A dificuldade em falar e lidar com a questão do suicídio está muito ligada ao fato de que o atentado contra a própria vida permanece um tabu social até os dias atuais. Não à toa, a complexidade do tema costuma ser tratada com cuidado especial pela imprensa – alguns veículos evitam dar a notícia ou fazer menção à causa da morte para impedir o desencadeamento do chamado efeito contágio – e ainda hoje tem sido motivo de condenação por parte de religiões.
O enfoque preconceituoso tem contribuído para esconder números alarmantes e casos passíveis de prevenção ou tratamento. Por isso, a psicóloga Daiane Silva, também integrante da equipe do CAM, defende que discutir abertamente o assunto em sala de aula, ao contrário de estimular novos casos, ajudará o aluno a entender suas próprias angústias e sentir que não está sozinho.

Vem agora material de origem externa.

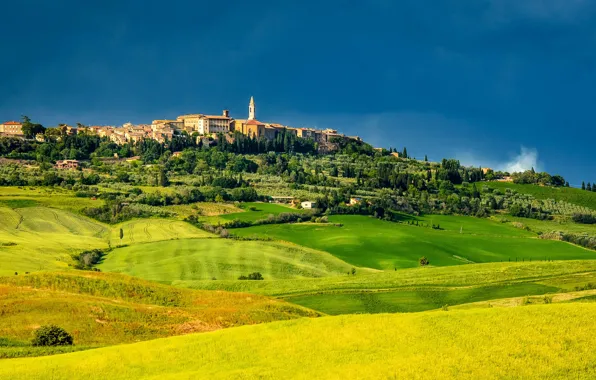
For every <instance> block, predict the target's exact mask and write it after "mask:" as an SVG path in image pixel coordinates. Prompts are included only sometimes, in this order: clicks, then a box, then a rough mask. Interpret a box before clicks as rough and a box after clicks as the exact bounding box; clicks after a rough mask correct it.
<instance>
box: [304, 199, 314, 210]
mask: <svg viewBox="0 0 596 380" xmlns="http://www.w3.org/2000/svg"><path fill="white" fill-rule="evenodd" d="M300 205H301V206H302V208H303V209H307V210H310V209H313V208H317V202H314V201H304V202H302V203H300Z"/></svg>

O suicídio, segundo ela, é a quarta causa de morte entre jovens de 15 a 29 anos no Brasil. De 2007 a 2016, foram registradas mais de 106 mil mortes por suicídio no país. No entanto, para o Ministério da Saúde, esse número pode ser 20% maior em virtude da imprecisão de casos mal esclarecidos. “Estudos indicam que municípios com Caps, em média, conseguem reduzir 14% do número de incidência. E Lucas tem Caps”, frisa.
Apesar do traço autodestrutivo, a automutilação, conforme ela, não deve ser confundida com tentativa de autoextermínio e nem de chamar a atenção. A maioria esconde os cortes – geralmente nos braços, nas pernas ou na região do tórax. “É um sinal de que o adolescente está com problemas emocionais e necessita da ajuda e suporte de um profissional da saúde. O professor, muitas vezes, é o único adulto com quem os jovens se sentem seguros para conversar. Uma abordagem com empatia e sem pré-julgamentos poderá gerar a confiança necessária para que seja levado para um local onde possa falar abertamente sobre seus sentimentos e perceber que poderá contar com apoio”.

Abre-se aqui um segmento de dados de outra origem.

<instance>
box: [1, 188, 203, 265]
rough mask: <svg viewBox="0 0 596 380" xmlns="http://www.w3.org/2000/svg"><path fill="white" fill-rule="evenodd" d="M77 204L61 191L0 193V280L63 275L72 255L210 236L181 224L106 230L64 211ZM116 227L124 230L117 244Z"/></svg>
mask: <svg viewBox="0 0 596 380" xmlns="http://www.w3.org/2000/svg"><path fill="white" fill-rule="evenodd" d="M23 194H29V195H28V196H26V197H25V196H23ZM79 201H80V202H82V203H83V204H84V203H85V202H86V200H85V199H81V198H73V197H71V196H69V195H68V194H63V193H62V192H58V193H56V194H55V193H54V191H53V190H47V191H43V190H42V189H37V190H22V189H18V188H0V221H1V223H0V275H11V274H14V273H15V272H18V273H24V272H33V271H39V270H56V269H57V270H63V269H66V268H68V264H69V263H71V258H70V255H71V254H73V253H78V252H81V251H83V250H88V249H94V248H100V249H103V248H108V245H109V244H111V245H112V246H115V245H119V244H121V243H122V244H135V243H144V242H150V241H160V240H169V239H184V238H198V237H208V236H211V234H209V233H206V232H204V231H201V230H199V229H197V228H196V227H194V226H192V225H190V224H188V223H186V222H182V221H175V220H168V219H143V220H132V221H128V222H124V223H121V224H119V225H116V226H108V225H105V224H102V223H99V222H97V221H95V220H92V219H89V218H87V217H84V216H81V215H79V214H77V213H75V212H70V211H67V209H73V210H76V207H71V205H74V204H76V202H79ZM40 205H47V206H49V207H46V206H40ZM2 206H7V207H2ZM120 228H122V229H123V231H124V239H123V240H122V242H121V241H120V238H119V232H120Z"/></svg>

Em qualquer situação, a família será sempre informada e o aluno direcionado para o PSF de sua área residencial. No PSF, será atendido por uma equipe multiprofissional que avaliará se convém ficar sob os cuidados do grupo ou se o caso deverá ser remetido para o CAM ou para o Caps. Já as ocorrências de alcoolismo e drogas são enviadas para o Caps, que também atende crianças e adolescentes.
A atividade de formação contou ainda com a participação das psicólogas Simone Azevedo Rodrigues, Aliane Paula Capistrano Pinto e Patrícia Trentin.